Arguing over digital texts

In July, James Glieck writing in the New York Times Sunday Review, meditated on the digitization and web publication of rare manuscripts and books by libraries around the world. He celebrated the advantages of open access for historical research and derides critics of digitization such as Tristam Handy, who wrote in the Guardian that "it is only with MS in hand that the real meaning of the text becomes apparent: its rhythms and cadences, the relationship of image to word, the passion of the argument or cold logic of the case." Glieck responded:

I think it’s sentimentalism, and even fetishization. It’s related to the fancy that what one loves about books is the grain of paper and the scent of glue. ... We’re in the habit of associating value with scarcity, but the digital world unlinks them. ... Nor is obscurity a virtue. A hidden parchment page enters the light when it molts into a digital simulacrum. It was never the parchment that mattered.

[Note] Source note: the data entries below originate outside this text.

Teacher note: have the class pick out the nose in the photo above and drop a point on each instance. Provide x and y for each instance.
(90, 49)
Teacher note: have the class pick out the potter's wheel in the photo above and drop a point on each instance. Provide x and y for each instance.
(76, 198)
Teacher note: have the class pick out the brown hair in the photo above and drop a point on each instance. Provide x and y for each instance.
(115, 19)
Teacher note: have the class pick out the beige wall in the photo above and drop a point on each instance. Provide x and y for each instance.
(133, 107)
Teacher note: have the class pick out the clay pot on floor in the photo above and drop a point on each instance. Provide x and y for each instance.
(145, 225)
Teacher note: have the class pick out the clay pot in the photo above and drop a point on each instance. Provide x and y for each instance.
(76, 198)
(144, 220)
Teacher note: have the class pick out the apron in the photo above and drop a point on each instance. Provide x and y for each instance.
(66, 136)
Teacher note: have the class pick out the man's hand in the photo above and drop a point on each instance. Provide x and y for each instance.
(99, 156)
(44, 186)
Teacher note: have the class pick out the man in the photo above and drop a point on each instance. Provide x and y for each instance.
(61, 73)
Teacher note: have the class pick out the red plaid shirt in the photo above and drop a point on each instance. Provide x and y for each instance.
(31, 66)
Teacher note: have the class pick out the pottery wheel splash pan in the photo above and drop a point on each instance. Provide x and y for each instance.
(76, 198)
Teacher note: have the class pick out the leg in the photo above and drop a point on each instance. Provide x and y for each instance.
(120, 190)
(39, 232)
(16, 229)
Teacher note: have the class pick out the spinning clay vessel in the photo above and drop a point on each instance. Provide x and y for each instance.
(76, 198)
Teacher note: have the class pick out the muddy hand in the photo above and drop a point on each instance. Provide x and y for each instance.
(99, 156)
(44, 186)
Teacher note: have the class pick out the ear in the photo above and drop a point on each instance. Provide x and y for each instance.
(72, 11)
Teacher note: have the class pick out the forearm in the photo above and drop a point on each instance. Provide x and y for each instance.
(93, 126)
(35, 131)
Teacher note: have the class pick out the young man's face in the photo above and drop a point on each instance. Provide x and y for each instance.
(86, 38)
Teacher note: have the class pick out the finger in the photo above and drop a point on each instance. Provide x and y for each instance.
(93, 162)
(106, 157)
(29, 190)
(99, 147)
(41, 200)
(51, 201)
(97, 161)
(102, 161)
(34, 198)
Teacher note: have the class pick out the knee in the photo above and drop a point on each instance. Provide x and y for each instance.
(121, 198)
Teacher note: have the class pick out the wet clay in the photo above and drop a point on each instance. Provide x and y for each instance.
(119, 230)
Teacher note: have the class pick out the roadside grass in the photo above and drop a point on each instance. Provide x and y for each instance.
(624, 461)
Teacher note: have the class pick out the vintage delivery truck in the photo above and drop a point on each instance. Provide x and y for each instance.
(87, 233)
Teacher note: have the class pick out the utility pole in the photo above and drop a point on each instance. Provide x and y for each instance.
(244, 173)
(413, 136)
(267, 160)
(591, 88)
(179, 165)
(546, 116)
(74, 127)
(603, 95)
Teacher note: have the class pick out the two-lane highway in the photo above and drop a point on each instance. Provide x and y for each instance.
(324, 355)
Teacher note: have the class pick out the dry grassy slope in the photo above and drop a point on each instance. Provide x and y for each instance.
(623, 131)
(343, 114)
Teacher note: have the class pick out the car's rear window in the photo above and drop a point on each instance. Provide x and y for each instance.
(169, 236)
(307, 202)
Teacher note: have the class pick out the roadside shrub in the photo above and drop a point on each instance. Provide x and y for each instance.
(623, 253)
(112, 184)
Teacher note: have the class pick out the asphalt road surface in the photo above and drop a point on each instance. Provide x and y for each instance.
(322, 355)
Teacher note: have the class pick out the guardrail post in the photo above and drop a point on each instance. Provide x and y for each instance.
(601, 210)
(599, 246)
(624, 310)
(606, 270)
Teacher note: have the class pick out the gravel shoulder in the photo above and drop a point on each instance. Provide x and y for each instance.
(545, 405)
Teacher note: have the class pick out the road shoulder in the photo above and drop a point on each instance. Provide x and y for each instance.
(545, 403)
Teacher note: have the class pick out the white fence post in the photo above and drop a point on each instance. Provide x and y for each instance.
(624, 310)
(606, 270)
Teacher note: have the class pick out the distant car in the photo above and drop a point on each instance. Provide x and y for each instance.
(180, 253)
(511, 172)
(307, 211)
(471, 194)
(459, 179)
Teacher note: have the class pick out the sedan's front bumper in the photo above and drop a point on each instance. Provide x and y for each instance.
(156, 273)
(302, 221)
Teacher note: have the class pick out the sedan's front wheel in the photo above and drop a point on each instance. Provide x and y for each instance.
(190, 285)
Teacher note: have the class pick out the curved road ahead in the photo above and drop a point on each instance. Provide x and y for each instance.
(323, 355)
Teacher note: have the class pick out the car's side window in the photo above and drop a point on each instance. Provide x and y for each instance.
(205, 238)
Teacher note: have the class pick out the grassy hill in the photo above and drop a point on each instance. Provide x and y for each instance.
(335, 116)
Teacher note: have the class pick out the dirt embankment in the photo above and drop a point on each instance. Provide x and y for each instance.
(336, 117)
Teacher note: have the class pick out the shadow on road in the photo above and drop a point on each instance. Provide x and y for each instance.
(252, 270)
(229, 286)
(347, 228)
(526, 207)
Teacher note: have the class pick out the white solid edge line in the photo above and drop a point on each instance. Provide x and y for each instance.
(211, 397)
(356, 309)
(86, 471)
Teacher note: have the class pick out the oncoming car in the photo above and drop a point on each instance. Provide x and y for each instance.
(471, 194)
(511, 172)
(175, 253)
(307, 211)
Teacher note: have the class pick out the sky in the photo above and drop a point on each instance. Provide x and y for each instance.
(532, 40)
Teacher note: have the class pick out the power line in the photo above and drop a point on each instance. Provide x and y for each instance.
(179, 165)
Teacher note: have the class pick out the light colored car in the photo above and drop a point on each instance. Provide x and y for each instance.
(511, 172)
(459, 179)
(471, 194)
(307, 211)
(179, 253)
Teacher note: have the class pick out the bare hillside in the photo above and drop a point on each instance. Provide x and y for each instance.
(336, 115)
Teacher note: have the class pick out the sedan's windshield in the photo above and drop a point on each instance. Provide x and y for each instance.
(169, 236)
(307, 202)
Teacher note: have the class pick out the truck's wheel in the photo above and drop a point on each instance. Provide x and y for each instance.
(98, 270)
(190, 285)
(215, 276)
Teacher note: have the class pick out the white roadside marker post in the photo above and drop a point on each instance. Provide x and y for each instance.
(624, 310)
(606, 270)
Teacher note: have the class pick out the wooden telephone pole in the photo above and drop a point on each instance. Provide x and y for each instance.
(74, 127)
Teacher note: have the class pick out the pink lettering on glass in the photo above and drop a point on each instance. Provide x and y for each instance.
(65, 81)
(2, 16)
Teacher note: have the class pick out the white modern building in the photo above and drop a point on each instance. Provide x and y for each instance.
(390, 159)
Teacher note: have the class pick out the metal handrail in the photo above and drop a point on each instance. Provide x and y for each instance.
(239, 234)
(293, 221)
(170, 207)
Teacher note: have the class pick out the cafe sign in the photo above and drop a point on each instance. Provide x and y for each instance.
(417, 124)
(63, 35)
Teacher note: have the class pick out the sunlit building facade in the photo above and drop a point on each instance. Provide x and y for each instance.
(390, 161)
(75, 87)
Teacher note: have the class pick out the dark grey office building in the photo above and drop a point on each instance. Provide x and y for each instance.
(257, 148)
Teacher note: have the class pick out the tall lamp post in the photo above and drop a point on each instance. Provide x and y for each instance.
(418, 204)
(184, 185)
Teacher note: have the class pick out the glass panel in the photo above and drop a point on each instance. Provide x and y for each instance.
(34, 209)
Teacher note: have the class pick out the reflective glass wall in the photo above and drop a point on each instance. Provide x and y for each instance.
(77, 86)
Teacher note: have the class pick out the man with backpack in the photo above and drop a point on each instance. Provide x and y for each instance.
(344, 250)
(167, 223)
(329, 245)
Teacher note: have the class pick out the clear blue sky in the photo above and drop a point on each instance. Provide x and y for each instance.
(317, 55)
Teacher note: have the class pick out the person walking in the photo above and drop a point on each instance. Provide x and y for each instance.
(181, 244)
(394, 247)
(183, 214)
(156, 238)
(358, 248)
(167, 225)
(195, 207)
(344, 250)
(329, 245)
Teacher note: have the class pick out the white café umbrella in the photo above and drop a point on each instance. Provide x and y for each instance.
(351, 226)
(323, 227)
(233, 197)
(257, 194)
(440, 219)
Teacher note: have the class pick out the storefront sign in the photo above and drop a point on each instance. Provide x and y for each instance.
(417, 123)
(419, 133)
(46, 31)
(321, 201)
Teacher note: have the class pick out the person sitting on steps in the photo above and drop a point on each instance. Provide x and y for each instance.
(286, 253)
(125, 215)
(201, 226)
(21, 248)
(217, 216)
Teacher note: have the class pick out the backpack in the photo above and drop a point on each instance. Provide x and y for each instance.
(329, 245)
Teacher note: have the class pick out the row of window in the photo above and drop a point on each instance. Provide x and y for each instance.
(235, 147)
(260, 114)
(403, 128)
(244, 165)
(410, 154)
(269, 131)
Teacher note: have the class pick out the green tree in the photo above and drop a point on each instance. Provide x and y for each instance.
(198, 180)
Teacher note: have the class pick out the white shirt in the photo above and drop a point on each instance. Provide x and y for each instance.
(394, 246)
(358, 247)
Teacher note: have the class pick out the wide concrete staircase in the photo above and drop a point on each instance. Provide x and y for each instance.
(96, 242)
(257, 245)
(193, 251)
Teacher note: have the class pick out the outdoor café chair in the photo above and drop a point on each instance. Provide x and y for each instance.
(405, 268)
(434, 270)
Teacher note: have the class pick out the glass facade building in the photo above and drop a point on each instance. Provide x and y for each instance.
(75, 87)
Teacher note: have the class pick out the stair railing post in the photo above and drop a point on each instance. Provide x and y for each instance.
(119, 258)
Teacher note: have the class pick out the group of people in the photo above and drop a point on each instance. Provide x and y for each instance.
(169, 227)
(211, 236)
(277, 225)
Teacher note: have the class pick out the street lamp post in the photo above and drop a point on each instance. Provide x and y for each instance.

Glieck did notice that desire for the material book, at least rare books and texts, continues unabated which he finds "odd":
Oddly, for collectors of antiquities, the pricing of informational relics seems undiminished by cheap reproduction — maybe just the opposite. ... Why is this tattered parchment valuable? Magical thinking. It is a talisman. The precious item is a trick of the eye. The real Magna Carta, the great charter of human rights and liberty, is available free online, where it is safely preserved. It cannot be lost or destroyed. An object like this — a talisman — is like the coffin at a funeral. It deserves to be honored, but the soul has moved on.
The label "magic" is the oldest (really: thousands of years old) put-down of scribal culture. This blog concurs with recent scholarship on magic that such polemics obscure transactions of real social power, whether in the form of magical objects or material (or, for that matter, digital) texts. We should therefore remember that a digital text, after all, is composed of matter too. It can certainly be destroyed (rather easily, in fact), and even all the copies of a text can disappear (less easily, but very likely as years turn into decades and centuries). When that happens, I doubt its soul will be any easier to find that those in human bodies.